MSCI Inc. reported first-quarter results that showed that the demand environment for its subscription-based businesses continues to remain stable. However, the company’s performance was pulled down by its asset-based fee business, which reported weak growth owing to the loss of Vanguard ETFs. The firm also reported decline in its nonrecurring revenue.

MSCI’s first-quarter revenue totaled $251.9 million, representing a year-over-year increase of 10%. Organically, the company’s revenue grew 5.8%. During the quarter, MSCI’s subscription-based businesses witnessed 11.8% (6.9% organic growth) jump in revenue to $208.6 million. Within the subscription business, the demand for the company’s Index- and ESG-based products remained strong, while the company had to work with headwinds in its Portfolio Management Analytics. This trend has been playing out for a while now and all the key forward indicators point to a continuation of this trend in the near term. MSCI’s asset-based fee business had a relatively soft quarter ($36.5 million and 5.5% growth) owing to the loss of Vanguard ETFs.

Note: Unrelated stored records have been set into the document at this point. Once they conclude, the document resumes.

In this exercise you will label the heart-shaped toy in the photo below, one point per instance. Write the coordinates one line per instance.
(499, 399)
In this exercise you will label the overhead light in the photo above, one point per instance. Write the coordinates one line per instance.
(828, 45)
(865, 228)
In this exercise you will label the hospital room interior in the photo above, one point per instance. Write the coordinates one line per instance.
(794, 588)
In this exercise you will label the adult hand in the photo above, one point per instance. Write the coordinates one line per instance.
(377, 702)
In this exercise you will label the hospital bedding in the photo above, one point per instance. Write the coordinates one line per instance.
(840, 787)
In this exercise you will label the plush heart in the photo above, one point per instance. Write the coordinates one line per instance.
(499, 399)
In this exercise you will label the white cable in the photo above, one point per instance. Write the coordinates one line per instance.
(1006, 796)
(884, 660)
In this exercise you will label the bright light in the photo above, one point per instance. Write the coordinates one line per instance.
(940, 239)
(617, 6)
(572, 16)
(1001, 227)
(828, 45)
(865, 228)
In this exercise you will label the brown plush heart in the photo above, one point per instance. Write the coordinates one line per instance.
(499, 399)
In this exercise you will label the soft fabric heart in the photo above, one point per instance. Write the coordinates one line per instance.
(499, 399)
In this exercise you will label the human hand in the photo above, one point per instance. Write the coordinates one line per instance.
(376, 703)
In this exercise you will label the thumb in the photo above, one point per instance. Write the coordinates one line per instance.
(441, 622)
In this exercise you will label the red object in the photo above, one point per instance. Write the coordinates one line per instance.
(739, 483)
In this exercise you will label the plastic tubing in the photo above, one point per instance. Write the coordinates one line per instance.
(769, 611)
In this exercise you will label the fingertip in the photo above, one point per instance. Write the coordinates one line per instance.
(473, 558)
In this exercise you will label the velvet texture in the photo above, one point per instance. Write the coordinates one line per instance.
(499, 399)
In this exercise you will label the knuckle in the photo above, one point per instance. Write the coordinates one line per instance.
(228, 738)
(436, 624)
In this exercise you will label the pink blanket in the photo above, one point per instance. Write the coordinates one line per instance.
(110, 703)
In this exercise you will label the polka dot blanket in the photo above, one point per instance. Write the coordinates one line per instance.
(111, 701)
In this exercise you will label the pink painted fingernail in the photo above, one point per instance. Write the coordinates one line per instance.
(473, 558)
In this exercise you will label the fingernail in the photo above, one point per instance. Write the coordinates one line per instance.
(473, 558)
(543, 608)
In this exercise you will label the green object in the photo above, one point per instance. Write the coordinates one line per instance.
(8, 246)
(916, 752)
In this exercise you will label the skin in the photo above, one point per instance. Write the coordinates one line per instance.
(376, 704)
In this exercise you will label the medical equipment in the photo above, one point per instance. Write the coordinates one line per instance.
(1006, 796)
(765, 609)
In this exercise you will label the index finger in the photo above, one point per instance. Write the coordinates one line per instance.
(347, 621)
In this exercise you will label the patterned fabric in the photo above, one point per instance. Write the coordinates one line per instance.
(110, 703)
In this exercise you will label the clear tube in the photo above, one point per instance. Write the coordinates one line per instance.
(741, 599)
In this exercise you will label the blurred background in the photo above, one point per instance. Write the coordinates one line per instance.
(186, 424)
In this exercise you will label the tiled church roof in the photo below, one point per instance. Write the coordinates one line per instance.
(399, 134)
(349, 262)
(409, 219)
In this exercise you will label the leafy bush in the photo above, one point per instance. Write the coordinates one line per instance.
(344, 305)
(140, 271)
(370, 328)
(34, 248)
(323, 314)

Vanguard moved most of its ETFs from MSCI’s indexes in the first quarter (~70% of total) and the rest is expected to be completed in the second quarter. We expect to see a significant decline in revenue from this business in the remaining three quarters. MSCI did report strong asset inflows during the quarter (~$22 billion) but not strong enough to offset the loss of Vanguard ETFs. MSCI’s operating margins remained largely in line with its recent mid-30s range. The company generated operating income of $90 million, translating to 35.9% margins.

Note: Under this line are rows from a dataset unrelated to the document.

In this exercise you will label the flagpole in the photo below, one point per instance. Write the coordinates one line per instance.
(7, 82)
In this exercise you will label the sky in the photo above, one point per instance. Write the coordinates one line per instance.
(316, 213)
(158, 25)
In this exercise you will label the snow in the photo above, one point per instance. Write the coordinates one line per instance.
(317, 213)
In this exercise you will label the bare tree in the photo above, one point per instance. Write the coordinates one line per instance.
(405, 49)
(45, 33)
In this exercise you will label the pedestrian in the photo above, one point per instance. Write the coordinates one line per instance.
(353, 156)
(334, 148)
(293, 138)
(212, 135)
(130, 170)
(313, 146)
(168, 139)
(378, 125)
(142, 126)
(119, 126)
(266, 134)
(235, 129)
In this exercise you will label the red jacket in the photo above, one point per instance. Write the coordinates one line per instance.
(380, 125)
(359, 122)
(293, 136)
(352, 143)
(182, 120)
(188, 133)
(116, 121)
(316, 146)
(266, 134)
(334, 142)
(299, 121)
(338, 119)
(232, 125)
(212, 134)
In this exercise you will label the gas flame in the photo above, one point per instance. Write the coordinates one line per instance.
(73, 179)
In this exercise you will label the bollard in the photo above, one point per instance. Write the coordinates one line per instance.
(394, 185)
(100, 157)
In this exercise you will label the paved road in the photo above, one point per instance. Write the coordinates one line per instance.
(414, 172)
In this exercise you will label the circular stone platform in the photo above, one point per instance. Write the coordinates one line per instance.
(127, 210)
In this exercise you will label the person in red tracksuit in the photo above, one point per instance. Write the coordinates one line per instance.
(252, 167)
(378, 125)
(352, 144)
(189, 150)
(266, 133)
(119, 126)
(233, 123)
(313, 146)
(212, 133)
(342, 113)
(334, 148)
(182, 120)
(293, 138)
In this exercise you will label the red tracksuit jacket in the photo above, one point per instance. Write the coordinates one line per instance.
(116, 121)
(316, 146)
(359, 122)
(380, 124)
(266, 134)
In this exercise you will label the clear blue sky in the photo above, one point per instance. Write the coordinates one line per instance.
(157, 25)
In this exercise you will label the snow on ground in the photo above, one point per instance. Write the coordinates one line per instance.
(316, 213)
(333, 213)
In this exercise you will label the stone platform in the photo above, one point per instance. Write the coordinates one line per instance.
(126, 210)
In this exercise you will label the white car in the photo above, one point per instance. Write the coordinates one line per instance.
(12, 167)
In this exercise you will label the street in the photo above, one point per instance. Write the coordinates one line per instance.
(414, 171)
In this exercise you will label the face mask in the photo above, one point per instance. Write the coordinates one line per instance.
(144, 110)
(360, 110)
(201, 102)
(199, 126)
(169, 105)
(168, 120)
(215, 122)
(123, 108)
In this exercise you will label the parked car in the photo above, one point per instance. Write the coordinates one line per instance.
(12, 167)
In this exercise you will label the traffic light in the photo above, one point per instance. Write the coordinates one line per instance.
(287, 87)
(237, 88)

During the quarter, MSCI reported mixed results in its key forward growth indicators. The company reported 6.9% increase in its subscription run rate but registered a drop in its client retention rate and new subscription sales.

Aggregate retention rates dropped 90 basis points to 92.1% while net new recurring subscription sales during the quarter totaled $14.2 million, down 28.8% compared with last year. Given the continued uncertainty in the global financial markets, we are not surprised to see this mixed set of numbers.